I went to look at Mesjid Raya, the great mosque situated in the centre of the city. It was built in Moroccan style in 1906 by Dutch architect Dingemans, and was certainly impressive. I also saw Istana Maimun (Maimun Palace). Medan’s proximity to Malaysia means that Malay food is available here, as well as foods from across Sumatra. Motorised becaks ply the streets of Medan, a phenomena I have not seen elsewhere. Resembling a motorbike with side-car, these vehicles take the place of rickshaws in other Indonesian cities, taking passengers around town.

motorised becak

a motorised becak

Medan is very much on the backpacker trail, for travellers flying across from Kuala Lumpur and heading down through Indonesia. It has backpackers’ hostels geared towards international tourists. Having not experienced the backpacker world for a long time I checked in at Blue Angel Hostel, just south of Mesjid Raya, which seems to be the current hub of the backpacker industry in Medan. I paid Rp.50,000 for a very clean room with fan and bathroom.
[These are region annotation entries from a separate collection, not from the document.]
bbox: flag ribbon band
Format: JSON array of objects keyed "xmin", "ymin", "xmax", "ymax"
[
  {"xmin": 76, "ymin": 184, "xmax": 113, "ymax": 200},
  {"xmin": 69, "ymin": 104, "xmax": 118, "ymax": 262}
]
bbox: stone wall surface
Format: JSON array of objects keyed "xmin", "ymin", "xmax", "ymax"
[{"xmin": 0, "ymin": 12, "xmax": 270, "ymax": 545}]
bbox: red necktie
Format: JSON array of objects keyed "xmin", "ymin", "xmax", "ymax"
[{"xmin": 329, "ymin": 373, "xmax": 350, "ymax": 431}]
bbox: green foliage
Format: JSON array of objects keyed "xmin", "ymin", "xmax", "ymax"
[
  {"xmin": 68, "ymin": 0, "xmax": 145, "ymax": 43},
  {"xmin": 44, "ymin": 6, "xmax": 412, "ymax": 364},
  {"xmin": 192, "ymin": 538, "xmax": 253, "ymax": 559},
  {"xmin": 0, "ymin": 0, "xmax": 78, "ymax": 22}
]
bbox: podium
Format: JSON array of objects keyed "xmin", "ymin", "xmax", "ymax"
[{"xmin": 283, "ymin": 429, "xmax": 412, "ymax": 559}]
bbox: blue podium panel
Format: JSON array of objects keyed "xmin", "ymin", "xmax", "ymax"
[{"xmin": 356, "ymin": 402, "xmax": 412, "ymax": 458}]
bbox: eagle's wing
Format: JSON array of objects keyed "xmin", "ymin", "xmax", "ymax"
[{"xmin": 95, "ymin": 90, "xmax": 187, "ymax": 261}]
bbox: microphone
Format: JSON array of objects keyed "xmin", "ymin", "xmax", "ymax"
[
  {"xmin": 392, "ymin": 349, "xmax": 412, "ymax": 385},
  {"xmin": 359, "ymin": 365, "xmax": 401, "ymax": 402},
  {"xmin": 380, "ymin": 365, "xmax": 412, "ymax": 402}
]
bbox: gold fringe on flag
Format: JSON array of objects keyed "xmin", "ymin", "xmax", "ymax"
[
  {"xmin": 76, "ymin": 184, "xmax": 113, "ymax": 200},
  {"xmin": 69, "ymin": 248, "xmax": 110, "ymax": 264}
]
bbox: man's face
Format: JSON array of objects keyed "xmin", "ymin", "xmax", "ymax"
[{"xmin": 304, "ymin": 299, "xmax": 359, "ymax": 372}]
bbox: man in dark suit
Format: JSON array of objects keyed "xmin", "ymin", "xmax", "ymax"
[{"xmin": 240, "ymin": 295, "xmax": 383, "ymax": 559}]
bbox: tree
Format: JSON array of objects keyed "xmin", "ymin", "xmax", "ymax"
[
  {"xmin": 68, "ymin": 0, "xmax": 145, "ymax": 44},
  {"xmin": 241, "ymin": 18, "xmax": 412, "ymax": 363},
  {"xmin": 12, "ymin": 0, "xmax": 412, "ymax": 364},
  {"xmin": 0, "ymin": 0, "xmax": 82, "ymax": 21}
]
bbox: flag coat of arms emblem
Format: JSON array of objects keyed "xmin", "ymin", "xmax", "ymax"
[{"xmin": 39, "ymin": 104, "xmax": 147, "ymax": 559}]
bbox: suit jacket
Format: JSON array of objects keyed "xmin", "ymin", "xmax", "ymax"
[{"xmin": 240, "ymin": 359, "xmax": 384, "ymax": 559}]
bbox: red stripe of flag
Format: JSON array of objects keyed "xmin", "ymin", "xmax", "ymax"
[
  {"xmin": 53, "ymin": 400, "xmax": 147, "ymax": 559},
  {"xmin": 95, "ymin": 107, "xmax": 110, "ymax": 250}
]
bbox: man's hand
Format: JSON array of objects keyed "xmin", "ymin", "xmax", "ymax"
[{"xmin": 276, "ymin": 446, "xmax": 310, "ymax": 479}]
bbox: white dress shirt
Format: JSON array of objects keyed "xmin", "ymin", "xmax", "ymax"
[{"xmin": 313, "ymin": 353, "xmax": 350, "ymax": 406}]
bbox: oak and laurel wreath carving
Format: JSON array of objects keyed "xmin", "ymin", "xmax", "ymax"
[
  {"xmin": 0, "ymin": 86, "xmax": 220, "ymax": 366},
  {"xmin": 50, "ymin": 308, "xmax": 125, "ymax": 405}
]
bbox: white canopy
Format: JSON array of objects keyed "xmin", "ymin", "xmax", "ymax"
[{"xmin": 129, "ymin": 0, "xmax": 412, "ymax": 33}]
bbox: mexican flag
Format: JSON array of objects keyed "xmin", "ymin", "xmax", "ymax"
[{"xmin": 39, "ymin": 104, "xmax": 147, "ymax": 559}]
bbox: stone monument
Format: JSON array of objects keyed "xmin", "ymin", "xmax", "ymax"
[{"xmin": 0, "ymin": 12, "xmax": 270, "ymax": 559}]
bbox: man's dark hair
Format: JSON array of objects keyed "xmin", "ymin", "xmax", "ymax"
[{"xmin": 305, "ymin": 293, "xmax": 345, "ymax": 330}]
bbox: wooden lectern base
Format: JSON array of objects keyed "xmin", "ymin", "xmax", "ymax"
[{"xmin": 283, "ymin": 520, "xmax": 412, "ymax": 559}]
The bathroom was semi-indonesian style, with a sit-down toilet, and a bucket of cold water and dipper. The bed was very soft, but I got a fair night’s sleep, and it was very good value. The food was reasonably priced and tasty and cold Bintang beer was available. The Blue Angel had a friendly atmosphere and I was easily able to meet travellers from other countries.

Leaving Medan to travel to Bukit Lawang I walked to Istana Maimon and took an angkot (yellow minibus) no 64 to the Pinang Baru bus terminal. I paid Rp.5000 for this but perhaps it should have cost less. On the Bukit Lawang bus the conductor tried to make a killing charging all the foreigners Rp.30,000 each when it should have been less. I haggled and in the end he reluctantly dropped the price for me, after coming up with all sorts of nonsense about how he’d get arrested. I was surprised by how many foreign tourists I saw in Medan, even in the off-season. It was a bit of a shock for me to be thrown back into the world of being ripped off for being white, but that’s life, as a white tourist in Asia.